82: Employment Appeal Tribunal confirms that disclosures made purely out of self-interest are not protected under whistleblowing legislation
In Parsons v Airplus International Ltd, the Employment Appeal Tribunal (EAT) held that a disclosure made by an employee purely out of concern for her own liability was not a qualifying disclosure.
In order to be protected against dismissal or detriment under the whistleblowing legislation, a worker must have made a ‘qualifying disclosure’. This is a disclosure of information which, in the reasonable belief of the worker, is made in the public interest and shows that one or more of the six specified types of wrongdoing has occurred.
Ms Parsons was employed by Airplus International Ltd as its Legal and Compliance Officer from 17 August 2015 to 22 September 2015. She raised concerns that Airplus was in breach of its legal obligations by not having a current consumer credit licence or a Money Laundering Reporting Officer (MLRO), and did not accept Airplus’ explanation that neither the licence nor the MLRO was required. It was obvious that Ms Parsons’ concerns were motivated by fear for her own potential personal liability for breaches of company law. Airbus therefore changed her job title to Analyst for Regulatory Affairs and Contract Management. Various complaints were made about Ms Parsons’ rude and disrespectful manner when raising her concerns, culminating in an incident with the Managing Director when she queried whether key decisions were being minuted. Her employment was subsequently terminated due to her misconduct, including her irrational fixation on her personal liability, her inability to listen to colleagues, and what Airplus described as a ‘cultural mis-fit’.

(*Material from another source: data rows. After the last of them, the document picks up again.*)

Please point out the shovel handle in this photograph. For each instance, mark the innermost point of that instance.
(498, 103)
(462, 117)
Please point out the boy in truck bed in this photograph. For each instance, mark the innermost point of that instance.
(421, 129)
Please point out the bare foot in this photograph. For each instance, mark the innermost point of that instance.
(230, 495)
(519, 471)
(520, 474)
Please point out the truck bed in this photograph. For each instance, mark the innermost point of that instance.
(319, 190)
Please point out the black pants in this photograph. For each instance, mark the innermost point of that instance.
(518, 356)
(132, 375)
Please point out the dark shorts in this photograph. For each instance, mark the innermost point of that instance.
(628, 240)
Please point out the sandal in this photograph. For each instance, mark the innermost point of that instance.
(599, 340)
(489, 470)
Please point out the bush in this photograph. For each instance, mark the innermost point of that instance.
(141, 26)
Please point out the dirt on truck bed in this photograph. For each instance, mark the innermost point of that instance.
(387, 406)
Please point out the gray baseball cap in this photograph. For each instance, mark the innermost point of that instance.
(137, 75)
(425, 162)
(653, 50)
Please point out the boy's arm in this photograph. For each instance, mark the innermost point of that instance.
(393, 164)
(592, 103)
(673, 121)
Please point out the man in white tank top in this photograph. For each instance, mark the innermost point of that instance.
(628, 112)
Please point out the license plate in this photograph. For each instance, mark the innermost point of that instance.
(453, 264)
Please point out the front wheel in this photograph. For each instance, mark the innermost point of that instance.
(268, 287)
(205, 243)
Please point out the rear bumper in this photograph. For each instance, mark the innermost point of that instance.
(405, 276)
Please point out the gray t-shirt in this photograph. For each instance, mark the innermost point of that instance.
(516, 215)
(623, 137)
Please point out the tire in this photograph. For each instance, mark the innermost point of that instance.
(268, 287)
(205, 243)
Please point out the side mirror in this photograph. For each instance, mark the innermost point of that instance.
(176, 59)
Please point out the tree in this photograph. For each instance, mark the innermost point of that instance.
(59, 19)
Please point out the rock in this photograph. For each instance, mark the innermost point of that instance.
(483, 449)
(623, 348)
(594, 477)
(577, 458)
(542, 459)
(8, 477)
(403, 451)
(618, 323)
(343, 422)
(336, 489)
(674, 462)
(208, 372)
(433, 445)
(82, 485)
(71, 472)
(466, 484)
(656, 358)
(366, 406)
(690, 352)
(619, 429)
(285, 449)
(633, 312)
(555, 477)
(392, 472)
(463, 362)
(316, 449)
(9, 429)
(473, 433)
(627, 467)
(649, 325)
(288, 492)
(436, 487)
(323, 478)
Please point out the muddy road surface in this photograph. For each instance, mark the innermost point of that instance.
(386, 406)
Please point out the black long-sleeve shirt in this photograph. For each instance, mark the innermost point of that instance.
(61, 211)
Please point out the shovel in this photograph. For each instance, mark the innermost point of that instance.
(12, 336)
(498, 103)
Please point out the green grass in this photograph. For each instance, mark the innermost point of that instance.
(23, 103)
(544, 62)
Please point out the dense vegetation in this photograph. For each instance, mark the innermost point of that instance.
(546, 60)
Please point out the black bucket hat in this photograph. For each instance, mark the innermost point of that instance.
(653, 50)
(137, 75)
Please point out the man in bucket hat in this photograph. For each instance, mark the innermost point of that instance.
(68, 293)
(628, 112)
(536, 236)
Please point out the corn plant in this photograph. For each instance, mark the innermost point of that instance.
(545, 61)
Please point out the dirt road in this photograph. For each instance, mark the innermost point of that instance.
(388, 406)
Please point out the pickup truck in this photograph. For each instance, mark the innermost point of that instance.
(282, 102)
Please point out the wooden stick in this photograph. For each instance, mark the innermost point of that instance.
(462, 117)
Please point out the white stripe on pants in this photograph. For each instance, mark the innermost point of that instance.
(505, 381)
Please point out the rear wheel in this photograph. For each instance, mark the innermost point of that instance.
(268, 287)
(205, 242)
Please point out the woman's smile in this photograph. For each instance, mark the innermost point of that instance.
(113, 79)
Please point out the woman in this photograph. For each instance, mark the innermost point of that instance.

The Employment Tribunal and the EAT both rejected Ms Parsons’ claim of automatic unfair dismissal mainly because her disclosures were made wholly in her own self-interest, and not in the public interest. The EAT noted that a disclosure does not have to be made entirely in the public interest in order to be protected, but it must be at least partially in the public interest. The EAT also confirmed that the Employment Tribunal was right to find that Ms Parsons’ concern about minute-taking was an enquiry made to ensure that she was protected on a personal basis, rather than a disclosure of information. In any event, Airplus was able to show that she had been dismissed for her misconduct, which was genuinely separable from the disclosures. It was significant that Airplus did not immediately decide to dismiss following Ms Parsons’ disclosures, but waited to see if changing her job title led to an improvement in her conduct.
This case is a reminder that self-interested disclosures do not necessarily prevent an employee from claiming whistleblower protection, but this must not be the sole reason for making the disclosure. The employee must have a reasonable belief that making the disclosure was also in the public interest. The employer in this case was able to demonstrate that the employee was dismissed for a reason which was genuinely separable from the alleged disclosures. However, this will not always be so straightforward, particularly for employees in compliance roles. Clear policies and procedures must be in place to deal with employees who raise matters which could be considered protected disclosures. Where an employee’s conduct or performance is also an issue, it is essential that all concerns are properly documented in order to be able to demonstrate that the reason for any dismissal or detriment is unconnected to the disclosure.